# Diamond Sampler Reservation Cancel Fee - $75



## Family_Travel_Guy (Feb 24, 2020)

Hello
It is with embarrassment that I say I purchased a DRI Sampler. Waste of money and all the lies.
Anyway I am where I am.
We had a reservation for April, nothing much 4 days. We decided to not go. I booked in Oct 19. There is a $75 cancel fee. Which just irritates the S*^t out of me. Does anyone have experience with this situation? My thought is is that they will Charge me for the trip, nights booked AND have some charge for missing our sales presentation if I just decide to do nothing.
I should probably just swallow my pride and pay the $75, any objections...?
Thanks and I look forward to your responses
PS If I was in a place financially to actually use the travel, its not a bad deal really. Theres a reason they are doing away or have done away with the sampler, they are probably losing money.


----------



## Family_Travel_Guy (Feb 24, 2020)

Also wanted to say that out sampler expires July 2020. And we are not planning another trip. We have 13,000 points left.


----------



## goaliedave (Feb 24, 2020)

Yup all marketing inventory (samplers, 4 nighters, etc) make you pay full retail if you dont show and go to the sales presentation.

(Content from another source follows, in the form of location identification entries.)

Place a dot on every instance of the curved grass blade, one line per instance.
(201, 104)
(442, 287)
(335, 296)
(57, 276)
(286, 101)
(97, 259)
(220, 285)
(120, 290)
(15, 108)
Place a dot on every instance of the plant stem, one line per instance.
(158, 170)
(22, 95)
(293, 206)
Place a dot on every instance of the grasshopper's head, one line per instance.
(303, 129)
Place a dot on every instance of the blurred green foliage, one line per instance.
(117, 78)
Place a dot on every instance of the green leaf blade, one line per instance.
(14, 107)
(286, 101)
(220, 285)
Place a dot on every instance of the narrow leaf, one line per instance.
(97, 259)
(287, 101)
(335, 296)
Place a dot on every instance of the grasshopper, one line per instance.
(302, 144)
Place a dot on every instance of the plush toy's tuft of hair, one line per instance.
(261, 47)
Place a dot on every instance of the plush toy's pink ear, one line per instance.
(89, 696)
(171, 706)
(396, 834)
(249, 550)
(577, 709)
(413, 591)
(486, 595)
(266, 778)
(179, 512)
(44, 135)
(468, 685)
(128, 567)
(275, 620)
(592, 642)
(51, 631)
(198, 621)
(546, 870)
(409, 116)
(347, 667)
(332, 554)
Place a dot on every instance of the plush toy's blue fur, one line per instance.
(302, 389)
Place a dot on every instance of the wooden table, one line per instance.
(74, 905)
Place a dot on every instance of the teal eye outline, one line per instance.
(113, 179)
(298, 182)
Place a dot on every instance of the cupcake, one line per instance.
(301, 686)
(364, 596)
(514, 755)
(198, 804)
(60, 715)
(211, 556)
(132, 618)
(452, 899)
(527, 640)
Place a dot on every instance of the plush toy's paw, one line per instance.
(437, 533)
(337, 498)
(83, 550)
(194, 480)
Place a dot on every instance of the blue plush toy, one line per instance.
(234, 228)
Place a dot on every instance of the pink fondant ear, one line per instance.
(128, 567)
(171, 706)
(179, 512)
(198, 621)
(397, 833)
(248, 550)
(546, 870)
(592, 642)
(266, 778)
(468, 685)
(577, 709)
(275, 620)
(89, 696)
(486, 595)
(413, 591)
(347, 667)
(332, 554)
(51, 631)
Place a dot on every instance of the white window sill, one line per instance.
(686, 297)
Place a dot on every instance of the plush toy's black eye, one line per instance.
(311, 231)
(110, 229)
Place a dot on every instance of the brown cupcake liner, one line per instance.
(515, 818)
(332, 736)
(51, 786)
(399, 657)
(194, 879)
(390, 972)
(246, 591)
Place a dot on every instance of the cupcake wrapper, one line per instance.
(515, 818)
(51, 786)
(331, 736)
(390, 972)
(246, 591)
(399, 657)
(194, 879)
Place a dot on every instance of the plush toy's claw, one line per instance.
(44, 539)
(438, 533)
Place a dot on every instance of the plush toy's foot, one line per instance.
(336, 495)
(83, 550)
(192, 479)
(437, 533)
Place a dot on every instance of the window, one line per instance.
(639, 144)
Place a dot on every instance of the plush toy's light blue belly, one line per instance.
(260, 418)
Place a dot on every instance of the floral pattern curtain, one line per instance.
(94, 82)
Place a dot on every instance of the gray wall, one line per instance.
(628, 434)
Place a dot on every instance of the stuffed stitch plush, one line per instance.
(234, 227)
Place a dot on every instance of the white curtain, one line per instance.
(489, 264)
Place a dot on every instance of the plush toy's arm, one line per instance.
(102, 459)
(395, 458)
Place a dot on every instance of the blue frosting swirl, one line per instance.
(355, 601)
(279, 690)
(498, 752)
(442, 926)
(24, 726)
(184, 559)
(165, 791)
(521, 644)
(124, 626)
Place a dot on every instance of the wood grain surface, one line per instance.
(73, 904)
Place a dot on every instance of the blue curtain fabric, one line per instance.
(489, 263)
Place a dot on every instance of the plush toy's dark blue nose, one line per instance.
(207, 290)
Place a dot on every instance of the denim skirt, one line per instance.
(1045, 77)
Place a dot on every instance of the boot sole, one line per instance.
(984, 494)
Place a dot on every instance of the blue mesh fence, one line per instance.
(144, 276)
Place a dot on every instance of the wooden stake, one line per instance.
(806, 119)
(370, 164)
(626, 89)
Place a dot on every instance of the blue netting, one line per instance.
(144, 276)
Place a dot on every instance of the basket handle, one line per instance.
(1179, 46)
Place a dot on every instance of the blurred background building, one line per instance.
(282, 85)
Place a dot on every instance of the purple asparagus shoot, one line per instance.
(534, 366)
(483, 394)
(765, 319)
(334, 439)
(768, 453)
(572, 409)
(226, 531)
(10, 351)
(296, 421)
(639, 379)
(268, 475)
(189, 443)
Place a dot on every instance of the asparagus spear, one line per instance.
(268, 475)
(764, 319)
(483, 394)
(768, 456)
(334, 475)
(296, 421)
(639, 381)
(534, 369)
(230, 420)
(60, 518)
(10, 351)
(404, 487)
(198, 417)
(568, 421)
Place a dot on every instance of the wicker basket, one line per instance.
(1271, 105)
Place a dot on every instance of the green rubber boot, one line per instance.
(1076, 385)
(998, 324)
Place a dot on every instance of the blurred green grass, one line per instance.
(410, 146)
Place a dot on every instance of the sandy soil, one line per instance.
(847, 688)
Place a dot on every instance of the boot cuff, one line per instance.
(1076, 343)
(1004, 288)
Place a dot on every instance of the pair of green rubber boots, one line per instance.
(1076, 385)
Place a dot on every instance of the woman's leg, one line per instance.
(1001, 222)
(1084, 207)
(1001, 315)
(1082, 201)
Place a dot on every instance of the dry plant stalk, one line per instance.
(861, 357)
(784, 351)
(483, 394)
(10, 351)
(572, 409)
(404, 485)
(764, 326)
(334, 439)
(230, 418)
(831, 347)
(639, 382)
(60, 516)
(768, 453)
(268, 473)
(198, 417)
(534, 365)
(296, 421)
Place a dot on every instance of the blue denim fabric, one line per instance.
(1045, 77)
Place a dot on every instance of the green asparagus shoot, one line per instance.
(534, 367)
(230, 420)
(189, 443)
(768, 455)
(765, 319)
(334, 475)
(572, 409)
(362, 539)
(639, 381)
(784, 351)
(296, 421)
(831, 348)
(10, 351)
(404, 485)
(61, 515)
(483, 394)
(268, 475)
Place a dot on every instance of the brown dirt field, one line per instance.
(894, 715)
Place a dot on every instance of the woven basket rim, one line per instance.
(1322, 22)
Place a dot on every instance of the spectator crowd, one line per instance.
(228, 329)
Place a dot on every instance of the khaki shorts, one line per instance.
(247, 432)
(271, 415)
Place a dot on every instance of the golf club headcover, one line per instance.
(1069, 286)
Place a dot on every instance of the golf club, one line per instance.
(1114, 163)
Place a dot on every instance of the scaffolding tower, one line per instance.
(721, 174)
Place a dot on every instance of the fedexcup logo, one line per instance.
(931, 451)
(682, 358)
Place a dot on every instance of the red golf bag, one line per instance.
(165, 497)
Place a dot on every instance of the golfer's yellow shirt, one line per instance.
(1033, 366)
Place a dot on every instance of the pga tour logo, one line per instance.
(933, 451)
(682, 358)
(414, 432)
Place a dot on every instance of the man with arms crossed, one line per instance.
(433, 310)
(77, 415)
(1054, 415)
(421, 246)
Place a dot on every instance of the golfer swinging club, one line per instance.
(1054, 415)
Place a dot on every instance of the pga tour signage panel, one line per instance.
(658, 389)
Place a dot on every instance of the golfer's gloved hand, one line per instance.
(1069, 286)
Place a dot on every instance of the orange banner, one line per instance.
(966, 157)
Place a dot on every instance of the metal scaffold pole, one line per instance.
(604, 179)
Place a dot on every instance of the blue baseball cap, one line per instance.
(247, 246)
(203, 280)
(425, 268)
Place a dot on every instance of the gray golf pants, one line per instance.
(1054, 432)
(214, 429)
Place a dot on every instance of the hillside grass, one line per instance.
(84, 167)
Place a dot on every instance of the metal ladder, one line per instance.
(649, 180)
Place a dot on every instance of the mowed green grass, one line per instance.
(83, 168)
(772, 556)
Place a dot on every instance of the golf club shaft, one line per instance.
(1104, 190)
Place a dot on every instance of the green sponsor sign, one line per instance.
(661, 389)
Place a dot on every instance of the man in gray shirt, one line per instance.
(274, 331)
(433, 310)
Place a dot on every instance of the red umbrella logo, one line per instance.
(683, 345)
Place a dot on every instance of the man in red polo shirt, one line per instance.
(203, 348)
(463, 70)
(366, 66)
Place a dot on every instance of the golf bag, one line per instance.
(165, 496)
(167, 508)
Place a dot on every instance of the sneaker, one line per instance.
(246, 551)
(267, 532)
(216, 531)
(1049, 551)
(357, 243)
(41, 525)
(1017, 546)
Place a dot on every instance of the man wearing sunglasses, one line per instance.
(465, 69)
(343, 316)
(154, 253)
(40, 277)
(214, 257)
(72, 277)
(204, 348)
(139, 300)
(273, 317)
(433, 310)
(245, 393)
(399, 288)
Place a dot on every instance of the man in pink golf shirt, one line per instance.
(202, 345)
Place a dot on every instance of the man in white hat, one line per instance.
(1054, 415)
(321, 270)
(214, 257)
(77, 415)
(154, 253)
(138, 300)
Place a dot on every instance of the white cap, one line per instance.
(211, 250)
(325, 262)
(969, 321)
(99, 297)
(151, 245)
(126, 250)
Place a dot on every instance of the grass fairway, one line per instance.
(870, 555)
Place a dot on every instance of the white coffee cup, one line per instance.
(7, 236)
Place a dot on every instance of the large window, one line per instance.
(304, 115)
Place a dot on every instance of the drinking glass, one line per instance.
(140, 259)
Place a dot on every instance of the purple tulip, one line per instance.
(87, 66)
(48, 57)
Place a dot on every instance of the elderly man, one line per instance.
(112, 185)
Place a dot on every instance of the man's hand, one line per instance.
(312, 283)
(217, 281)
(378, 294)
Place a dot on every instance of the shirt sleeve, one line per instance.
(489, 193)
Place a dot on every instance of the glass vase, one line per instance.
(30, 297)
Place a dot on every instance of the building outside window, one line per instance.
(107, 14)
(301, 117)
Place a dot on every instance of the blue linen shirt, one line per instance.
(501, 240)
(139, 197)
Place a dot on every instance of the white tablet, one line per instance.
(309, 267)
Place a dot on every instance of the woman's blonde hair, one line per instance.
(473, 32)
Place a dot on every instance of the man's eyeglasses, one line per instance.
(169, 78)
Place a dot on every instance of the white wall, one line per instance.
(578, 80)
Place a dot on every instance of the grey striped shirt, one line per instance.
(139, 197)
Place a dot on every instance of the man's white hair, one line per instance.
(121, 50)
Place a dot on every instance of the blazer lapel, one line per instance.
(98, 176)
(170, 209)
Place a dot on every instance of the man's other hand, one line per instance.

3 main benefits to sampler:
-Get out 15 minutes earlier as you get to skip the sampler part of sales presentations.
- IF you decide to buy retail, buy a sampler the week prior then they convert your points to regular for a 20,000 bonus
- phone booking is much better for getting favours such as inventory unavailable online


Sent from my SM-A505G using Tapatalk


----------



## nuwermj (Feb 24, 2020)

Yep, for public relations reasons Diamond has limited the increases in annual Club fees. So, to increase their revenue stream, they have been increasing (and introducing anew) various transaction fees. This is a company managed by despicable people.


----------



## csalter2 (Feb 25, 2020)

Just enjoy the vacations that you would like and that’s it!  No more strings after that


----------



## pedro47 (Feb 25, 2020)

Just another case how DRI is nickel and dime people.


----------



## Family_Travel_Guy (Feb 25, 2020)

Thanks guys. Im going to just pay the 75$ and be glad that this will be the end!
Thanks for your responses.


----------



## goaliedave (Feb 25, 2020)

The DR cancellation fee for regular members who cancel as you, under 60 days, is much higher! DR doesnt have banking fees though like Vistana, etc so it all evens out.
Sent from my SM-A505G using Tapatalk


----------